+ 1

Server core and thread allocation.

Hello, I am making a server for data aggregation, I have the majority of the server's functionality done, but I am unsure how many cores/threads to allocate to the server. My server downloads data from different sources into jsons; my server, ideally, should be able to scale up to downloads from at least 500 sources asynchronously all of which needs to be checked constantly, forever; however I am unsure how to split up the workload. Should I allocate a core per 100 sources? In that case I'd need to use 106 threads for one core and that feels like it's too much (I know the number weird, but I need at least 4-6 threads per core for different programs to run per section, the 100 are the threads per source). How many threads can a core work with in action? Idk, it's my first serious project; just throw an idea and I'll know how to make it dynamic, I won't use 5 cores for just 3 sources or anything like that, just wanna know how the work load should be split for that 500 sources work load 'cuz I have no idea.

12th Sep 2022, 7:49 PM
Odyel
Odyel - avatar
4 Answers
+ 2
What you do after the download, or how many threads you spawn for processing the downloaded data, should be secondary. You can run the downloader in just 4 threads and spawn many more afterwards, it really depends on bandwidth/latency.

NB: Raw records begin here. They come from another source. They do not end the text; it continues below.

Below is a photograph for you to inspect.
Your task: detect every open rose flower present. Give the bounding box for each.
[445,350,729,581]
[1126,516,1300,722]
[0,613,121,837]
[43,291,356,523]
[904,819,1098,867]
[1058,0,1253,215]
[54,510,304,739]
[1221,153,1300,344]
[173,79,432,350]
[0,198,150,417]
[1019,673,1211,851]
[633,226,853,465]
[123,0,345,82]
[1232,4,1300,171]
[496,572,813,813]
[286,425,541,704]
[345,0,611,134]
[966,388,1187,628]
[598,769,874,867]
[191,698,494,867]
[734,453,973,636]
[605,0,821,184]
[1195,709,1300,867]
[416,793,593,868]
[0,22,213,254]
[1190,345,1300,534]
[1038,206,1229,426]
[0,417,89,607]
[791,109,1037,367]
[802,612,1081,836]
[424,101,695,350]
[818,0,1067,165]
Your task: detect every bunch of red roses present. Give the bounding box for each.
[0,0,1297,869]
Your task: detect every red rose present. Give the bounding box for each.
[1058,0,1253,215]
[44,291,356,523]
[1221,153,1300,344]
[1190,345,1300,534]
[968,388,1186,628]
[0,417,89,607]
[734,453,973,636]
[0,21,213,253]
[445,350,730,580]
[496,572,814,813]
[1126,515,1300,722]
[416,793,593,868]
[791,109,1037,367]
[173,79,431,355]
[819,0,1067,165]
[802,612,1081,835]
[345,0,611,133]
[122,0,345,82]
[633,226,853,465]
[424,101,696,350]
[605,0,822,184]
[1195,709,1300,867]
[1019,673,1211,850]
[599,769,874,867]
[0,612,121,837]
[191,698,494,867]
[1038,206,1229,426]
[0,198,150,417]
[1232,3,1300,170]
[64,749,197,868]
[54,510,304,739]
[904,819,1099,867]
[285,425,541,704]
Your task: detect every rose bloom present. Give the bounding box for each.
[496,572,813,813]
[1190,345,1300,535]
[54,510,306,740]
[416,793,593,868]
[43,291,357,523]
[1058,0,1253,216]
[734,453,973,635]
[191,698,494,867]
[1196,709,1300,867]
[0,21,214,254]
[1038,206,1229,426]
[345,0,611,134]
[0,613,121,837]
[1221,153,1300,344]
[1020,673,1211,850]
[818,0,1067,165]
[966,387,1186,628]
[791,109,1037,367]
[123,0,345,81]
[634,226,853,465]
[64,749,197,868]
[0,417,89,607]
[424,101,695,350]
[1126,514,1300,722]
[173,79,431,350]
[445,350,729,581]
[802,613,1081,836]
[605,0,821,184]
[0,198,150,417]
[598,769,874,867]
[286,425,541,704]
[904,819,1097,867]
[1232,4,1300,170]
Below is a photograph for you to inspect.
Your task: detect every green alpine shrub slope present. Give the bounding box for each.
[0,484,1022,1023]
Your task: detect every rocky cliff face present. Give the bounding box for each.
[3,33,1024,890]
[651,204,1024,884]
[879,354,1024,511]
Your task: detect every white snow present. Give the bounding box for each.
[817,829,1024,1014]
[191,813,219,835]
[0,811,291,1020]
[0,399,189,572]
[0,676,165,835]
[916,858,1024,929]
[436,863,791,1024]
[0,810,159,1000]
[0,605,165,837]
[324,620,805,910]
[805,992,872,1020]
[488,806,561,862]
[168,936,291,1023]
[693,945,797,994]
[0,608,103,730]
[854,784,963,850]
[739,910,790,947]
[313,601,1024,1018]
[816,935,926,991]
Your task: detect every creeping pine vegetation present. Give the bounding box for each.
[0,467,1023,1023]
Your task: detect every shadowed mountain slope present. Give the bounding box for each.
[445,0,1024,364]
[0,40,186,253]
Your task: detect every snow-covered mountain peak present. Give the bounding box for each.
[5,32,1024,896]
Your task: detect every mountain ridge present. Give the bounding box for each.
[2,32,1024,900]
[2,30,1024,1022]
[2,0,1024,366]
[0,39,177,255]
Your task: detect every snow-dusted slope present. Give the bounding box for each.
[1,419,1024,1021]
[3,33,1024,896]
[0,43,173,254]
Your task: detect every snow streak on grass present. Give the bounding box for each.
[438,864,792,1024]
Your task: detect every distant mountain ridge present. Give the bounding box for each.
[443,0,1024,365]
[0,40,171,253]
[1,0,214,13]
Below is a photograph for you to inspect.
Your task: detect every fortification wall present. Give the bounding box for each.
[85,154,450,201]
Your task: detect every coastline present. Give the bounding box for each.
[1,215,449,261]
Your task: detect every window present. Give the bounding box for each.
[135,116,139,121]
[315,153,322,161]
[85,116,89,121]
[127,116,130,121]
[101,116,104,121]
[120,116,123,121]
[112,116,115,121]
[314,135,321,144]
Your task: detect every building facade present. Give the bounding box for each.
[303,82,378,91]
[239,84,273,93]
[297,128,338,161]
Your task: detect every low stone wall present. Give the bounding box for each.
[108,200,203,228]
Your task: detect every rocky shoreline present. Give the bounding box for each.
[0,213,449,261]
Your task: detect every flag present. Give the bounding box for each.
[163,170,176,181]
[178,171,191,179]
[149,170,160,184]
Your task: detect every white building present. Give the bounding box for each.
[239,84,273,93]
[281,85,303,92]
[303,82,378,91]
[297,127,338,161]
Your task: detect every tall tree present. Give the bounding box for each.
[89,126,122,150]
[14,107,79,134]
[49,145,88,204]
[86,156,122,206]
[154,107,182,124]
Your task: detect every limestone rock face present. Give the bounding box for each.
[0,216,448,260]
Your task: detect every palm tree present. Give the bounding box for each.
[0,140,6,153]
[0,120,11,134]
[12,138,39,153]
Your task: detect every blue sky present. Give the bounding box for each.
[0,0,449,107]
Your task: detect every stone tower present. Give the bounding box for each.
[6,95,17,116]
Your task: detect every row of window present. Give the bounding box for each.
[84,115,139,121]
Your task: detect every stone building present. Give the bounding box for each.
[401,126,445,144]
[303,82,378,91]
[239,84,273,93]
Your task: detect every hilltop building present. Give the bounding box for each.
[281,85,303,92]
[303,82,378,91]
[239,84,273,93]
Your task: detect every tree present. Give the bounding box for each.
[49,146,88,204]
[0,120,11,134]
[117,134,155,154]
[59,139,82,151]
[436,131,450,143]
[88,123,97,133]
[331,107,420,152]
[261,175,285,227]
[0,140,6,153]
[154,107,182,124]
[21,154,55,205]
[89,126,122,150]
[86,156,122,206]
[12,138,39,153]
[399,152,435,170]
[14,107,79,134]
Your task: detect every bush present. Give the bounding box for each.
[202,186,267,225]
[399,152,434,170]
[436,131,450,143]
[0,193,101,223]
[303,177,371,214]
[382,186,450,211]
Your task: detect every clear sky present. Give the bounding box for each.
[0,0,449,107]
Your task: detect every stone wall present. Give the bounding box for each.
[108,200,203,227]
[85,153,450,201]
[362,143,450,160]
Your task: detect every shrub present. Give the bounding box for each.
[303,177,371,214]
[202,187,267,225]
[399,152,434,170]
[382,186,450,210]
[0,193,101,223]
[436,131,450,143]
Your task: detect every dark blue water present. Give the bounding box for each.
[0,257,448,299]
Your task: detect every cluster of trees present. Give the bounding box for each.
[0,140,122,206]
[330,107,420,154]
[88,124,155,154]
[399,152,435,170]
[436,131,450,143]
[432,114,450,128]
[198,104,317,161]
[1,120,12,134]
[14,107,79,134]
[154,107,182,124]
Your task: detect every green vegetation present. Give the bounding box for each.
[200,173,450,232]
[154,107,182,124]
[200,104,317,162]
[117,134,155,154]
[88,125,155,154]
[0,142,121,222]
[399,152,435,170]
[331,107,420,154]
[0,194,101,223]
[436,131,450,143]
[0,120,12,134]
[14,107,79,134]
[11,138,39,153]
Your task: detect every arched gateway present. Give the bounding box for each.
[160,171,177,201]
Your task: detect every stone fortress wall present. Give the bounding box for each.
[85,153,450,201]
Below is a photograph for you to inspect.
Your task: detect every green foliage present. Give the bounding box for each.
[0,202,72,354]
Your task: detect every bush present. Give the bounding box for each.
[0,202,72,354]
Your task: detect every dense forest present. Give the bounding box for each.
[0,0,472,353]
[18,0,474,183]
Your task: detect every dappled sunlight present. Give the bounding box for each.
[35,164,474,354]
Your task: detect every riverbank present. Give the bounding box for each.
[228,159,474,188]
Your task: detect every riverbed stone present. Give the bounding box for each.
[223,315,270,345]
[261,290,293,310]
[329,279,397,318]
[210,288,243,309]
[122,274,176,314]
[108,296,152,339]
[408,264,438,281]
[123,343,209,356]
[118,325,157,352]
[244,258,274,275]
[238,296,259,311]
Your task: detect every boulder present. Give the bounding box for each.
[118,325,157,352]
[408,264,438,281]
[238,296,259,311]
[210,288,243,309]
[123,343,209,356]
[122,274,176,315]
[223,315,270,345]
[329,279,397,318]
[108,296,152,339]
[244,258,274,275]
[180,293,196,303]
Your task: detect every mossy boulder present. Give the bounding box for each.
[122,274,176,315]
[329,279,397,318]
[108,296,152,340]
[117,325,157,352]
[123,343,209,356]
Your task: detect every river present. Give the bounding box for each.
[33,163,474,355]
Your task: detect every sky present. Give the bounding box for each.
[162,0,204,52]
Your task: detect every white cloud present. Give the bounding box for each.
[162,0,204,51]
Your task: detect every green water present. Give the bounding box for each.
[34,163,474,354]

Less parallel downloading is often better. Also, without knowing what you are doing at all, have a look at the producer/consumer pattern. If you're smart about it you can get 100% cpu usage with very little code. With ready-made libraries you might not need to manually spawn threads all. Spawning threads takes time and pooling them usually makes a lot of sense, and many libraries can do it for you.
12th Sep 2022, 9:18 PM
Schindlabua
Schindlabua - avatar
+ 2
When downloading many small files it makes sense to do it in parallel, because a lot of the download is spent not actually downloading any data (rather, setting up a connection and whatnot) Keep in mind that you'll probably have a gigabit of bandwith max (idk what server you are on), so you can't just download 500 files in parallel either. Your biggest limiting factor is how much bandwidth the destination servers will give you (and maybe your hard drive). If the downloads happen at 2MB/s (==16Mbit/s) and you have a gigabit downstream then you can do probably 50-100 files in parallel. Maths it out :p You don't need to think in terms of cores either. If you're running C# code you can just do Parallel.ForEach or something and let the runtime figure it out. Even running 100 asynchronous tasks in a single javascript thread will probably be fine. You aren't trying to saturate cores, just the network. The tl;dr here is probably, just try it and see what gives you the fastest results. :)
12th Sep 2022, 9:11 PM
Schindlabua
Schindlabua - avatar
+ 1
Schindlabua I forgot I posted this here, I asked this in a programming discord server as well, wagering that there'd be a more abundance of seasoned programmers, and actually got some ideas on how to make it work with using far, FAR less than 500 dedicated threads or whatever, and much less code. You actually hit on a different point by making me think about the network bandwidth and implementing thread pooling. Sorry for being vague in my post, I want to keep anon on my project. Thanks for the help!
13th Sep 2022, 2:08 AM
Odyel
Odyel - avatar
0
Also, the downloads can be up tp 100-200mb per source, so I can't just quickly go through them, which is why I'm thinking of dedicating a thread per source.
12th Sep 2022, 7:50 PM
Odyel
Odyel - avatar